Introduction:
Charcot Knee is the chronic, progressive, non-infectious destruction of bone and joints, in patients with peripheral neuropathy, as first described by William Musgrave in 1703 . Charcot neuroarthropathy of the knee (CK) is a rare and under-researched area, resulting in considerable morbidity. However, it is a common foot and ankle related pathology, especially in those with diabetes mellitus.
Definition:
Charcot knee is a chronic, progressive degenerative arthropathy characterizes by joint deformity, destruction and instability, resulting from impaired pain sensation and proprioception , most commonly due to peripheral neuropathy.
Etiology:
The primary etiology of charcot knee is any condition causing peripheral neuropathy, which compromises the joint’s protective reflexes and awareness of injury. Common causes include:
- Diabetes Mellitus: The most frequent cause, accounting for a significant majority of cases.
- Spinal cord injury: Leading to loss of sensation below the level of injury.
- Tabes Dorsalis(Syphilis): Historically a common cause.
- Leprosy: Another infectious cause of neuropathy.
- Alcoholism: Can cause peripheral neuropathy.
- Syringomyelia: A neurological disorder characterized by a fluid- filled cyst within the spinal cord.

Signs & Symptoms:
- Skin Changes: Scar or ulcerations may develop due to altered biomechanics and pressure points.
- Clicking: During movement.
- Joint Instability: Leading to difficulty gait pattern.
- Diminished or Absence pain: Despite severe damage.
- Warm, swollen joint: Often the initial noticeable sign.
- Progressive deformity: Visibly altering the knee’s alignment.

Physiotherapy Management:
Physiotherapy plays a crucial role in managing charcot knee, focusing on:
- Therapeutic Exercises (Non- weight Bearing): Maintaining range of motion and strengthening surrounding muscles without stressing the joint.
- Diabetic Foot Care:
- Inspect your feet daily, Check for cuts, blisters, redness, swelling or nail problems and inform doctor if you notice any changes.
- Bathe feet in lukewarm water.
- Wash feet using a soft washcloth or sponge. Dry by blotting or patting and carefully dry between the toes.
- Moisturize your feet but not between toes as it can cause fungal infections.
- Never treat corns or calluses yourself.
- Wear clean, dry socks and change them daily.
- Wear socks to bed.
- Shake out your shoes and feel the inside before wearing to check for any foreign bodies.
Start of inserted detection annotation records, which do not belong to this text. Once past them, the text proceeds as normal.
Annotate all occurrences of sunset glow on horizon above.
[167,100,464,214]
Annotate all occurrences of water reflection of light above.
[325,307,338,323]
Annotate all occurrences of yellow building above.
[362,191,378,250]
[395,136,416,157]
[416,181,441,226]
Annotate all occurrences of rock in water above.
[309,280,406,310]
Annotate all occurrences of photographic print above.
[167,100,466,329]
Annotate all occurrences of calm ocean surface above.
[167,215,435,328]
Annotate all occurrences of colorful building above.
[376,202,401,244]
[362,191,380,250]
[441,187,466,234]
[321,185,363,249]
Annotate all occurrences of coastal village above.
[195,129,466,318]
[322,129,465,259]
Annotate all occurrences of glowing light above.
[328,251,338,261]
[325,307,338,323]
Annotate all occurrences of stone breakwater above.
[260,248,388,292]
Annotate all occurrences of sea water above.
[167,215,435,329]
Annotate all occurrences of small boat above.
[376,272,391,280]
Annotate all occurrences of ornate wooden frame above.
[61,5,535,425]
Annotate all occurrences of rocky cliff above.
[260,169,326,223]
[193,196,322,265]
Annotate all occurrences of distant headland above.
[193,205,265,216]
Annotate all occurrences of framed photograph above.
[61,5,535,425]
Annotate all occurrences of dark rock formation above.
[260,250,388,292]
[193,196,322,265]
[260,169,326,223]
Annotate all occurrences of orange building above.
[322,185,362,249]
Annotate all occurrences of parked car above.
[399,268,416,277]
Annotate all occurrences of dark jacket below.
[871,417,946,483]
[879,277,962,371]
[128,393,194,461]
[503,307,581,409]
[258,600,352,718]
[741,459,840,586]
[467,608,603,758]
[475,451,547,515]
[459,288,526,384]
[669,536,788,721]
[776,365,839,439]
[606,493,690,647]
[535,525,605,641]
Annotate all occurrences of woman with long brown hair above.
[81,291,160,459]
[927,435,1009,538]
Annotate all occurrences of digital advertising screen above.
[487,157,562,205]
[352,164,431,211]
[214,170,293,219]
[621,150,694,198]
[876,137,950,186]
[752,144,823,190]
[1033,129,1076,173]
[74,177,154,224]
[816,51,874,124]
- Keep your feet warm and dry. Consider using an antiperspirant on soles.
- Never walk barefoot.
- Keep blood sugar levels under control.
- Cut nails carefully.
- Get periodic foot exams.
- Diabetes Complication and Amputation Prevention.
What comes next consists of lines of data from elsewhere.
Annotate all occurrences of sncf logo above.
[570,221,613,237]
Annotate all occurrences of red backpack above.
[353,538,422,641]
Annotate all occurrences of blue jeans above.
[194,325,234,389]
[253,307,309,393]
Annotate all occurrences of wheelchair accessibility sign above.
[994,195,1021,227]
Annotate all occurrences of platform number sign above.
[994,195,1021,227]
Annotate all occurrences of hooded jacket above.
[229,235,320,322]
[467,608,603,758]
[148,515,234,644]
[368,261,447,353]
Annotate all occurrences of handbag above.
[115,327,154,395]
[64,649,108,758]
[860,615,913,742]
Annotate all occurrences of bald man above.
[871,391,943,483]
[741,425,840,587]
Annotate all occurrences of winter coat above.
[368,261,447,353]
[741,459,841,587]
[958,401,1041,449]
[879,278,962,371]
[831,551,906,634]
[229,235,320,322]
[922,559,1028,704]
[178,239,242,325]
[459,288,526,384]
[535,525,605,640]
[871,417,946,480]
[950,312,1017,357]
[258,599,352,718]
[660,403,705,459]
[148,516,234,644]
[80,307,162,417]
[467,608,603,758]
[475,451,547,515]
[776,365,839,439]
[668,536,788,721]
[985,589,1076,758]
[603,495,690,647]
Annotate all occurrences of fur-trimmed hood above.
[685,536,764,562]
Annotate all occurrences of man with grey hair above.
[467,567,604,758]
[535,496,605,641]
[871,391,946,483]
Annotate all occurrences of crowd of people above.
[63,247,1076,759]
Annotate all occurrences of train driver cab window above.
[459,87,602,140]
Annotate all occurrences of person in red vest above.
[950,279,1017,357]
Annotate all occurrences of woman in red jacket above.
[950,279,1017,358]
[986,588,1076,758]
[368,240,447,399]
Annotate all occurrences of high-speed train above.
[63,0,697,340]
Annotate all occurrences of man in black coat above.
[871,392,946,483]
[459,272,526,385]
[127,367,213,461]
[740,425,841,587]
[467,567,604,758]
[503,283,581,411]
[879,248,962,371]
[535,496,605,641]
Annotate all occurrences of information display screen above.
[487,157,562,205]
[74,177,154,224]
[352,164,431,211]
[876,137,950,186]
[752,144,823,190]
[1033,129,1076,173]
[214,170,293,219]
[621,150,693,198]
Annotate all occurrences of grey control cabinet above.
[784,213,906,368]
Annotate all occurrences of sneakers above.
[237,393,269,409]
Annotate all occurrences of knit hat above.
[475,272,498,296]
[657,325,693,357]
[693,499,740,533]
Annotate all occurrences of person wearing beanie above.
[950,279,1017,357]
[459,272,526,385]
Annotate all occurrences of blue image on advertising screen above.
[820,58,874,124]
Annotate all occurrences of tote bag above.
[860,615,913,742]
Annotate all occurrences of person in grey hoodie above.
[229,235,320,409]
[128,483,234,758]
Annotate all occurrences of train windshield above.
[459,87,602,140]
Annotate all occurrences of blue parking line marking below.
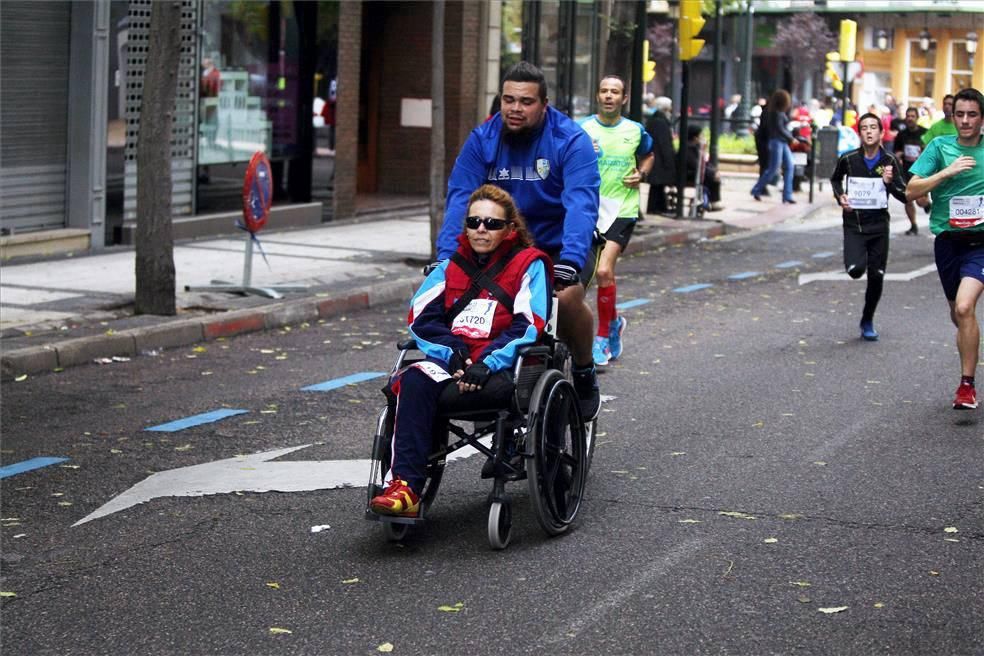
[144,408,249,433]
[615,298,652,310]
[673,282,714,294]
[301,371,386,392]
[728,271,762,280]
[0,456,68,478]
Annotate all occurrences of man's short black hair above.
[953,87,984,114]
[502,61,547,102]
[858,112,882,132]
[598,73,629,93]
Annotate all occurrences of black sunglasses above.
[465,216,510,230]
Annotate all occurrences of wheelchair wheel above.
[488,501,512,551]
[526,370,588,536]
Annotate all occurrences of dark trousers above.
[390,368,513,494]
[844,228,888,321]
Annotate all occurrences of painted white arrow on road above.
[799,264,936,285]
[72,437,491,526]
- Shoes and Orthotics for Diabetics
- Weight-Bearing Modification: Use of crutches( axillary, elbow) ,wheelchairs or walkers to offload the affected joint.
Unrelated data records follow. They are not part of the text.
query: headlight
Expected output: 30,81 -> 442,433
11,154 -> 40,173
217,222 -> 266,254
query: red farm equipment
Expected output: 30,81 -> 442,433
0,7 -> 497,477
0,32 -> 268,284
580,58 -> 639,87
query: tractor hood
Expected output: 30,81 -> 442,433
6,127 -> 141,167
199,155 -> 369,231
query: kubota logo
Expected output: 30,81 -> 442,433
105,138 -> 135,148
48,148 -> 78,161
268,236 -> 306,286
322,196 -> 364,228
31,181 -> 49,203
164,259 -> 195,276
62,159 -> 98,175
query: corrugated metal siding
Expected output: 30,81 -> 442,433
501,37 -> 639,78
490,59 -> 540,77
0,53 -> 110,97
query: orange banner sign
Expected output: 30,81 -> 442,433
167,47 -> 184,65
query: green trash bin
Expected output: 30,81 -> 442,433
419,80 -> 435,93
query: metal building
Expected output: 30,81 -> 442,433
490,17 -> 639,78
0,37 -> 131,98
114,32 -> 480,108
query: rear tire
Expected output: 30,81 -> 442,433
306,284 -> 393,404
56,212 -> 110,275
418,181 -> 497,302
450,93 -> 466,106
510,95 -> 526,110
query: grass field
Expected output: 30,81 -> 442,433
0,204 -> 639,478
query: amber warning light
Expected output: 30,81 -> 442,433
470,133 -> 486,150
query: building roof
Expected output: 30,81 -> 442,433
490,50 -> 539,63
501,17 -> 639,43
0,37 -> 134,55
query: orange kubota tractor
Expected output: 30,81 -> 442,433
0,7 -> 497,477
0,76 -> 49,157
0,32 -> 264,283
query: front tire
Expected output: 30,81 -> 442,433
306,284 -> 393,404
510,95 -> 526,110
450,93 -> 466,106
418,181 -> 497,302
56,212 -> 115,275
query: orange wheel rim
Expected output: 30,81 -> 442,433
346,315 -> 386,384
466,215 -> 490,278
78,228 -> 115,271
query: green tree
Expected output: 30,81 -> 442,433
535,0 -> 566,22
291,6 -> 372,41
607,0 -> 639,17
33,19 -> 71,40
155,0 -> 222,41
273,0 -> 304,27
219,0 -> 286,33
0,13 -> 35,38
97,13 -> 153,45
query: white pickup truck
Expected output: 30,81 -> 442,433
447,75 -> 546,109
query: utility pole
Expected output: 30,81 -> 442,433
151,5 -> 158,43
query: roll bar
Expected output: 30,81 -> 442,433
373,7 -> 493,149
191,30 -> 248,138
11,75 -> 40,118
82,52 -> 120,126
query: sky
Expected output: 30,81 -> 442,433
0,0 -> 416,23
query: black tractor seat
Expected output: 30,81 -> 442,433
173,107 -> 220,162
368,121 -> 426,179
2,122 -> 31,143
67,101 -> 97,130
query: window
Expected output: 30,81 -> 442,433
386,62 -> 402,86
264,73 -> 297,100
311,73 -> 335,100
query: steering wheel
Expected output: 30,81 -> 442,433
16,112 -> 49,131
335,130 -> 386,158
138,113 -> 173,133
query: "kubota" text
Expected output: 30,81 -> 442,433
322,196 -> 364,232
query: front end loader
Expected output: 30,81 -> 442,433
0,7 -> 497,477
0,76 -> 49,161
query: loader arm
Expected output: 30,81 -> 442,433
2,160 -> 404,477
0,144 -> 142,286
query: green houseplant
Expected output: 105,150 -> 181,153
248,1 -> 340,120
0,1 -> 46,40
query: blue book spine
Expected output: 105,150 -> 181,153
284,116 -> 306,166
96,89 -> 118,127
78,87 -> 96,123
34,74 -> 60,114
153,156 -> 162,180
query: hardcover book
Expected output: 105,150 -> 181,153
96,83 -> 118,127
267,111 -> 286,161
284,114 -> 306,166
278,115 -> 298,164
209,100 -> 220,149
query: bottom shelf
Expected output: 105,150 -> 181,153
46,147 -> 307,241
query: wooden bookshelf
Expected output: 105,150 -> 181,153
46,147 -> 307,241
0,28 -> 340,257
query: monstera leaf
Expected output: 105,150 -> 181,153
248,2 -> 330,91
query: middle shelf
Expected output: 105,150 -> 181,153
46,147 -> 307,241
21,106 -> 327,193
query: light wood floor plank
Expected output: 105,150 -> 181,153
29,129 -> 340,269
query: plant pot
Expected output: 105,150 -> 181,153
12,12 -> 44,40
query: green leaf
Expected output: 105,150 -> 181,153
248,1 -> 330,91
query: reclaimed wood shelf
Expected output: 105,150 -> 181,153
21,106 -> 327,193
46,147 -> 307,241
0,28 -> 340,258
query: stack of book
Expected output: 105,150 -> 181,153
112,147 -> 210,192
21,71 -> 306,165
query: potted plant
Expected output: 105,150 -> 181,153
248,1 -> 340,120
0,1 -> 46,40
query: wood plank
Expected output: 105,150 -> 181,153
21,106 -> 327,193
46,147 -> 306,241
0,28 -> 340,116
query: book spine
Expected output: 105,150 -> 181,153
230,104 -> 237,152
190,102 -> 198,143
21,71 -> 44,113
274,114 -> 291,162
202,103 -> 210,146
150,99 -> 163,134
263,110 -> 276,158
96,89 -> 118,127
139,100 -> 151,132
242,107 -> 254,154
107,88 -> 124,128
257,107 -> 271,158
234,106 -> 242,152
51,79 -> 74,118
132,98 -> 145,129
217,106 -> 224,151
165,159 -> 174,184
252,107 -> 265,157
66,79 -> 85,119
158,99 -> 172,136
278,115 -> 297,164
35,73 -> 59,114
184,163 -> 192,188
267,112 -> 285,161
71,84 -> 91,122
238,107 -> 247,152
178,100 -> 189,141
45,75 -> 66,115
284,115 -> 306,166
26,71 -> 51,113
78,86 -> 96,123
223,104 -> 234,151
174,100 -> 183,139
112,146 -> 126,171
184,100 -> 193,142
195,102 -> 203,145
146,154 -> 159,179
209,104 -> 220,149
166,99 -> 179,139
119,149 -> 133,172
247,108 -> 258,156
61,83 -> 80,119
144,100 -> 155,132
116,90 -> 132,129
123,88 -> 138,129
- Orthotics and Bracing: Custom-made knee braces(e.g., total contact orthosis) to stabilize the joint and prevent further deformity.
- Pain Management modalities: Low level LESER irradiation for 10-15 minutes/session on the ulcer.
- Balance and Proprioception: If appropriate and safe , to improve overall stability.
Complications:
- Weak bones
- Deformity: Rocker Bottom.
- Bones may press against shoes.
- Ankle may become twisted and unsteady.
- Toe curls.
Conclusion:
Charcot Knee is a challenging condition requiring early diagnosis and comprehensive management. While joint destruction can be severe, a multidisciplinary approach, with physiotherapy as a cornerstone, can significantly improve functional outcomes, prevent further progression and enhance the patient,s quality of life.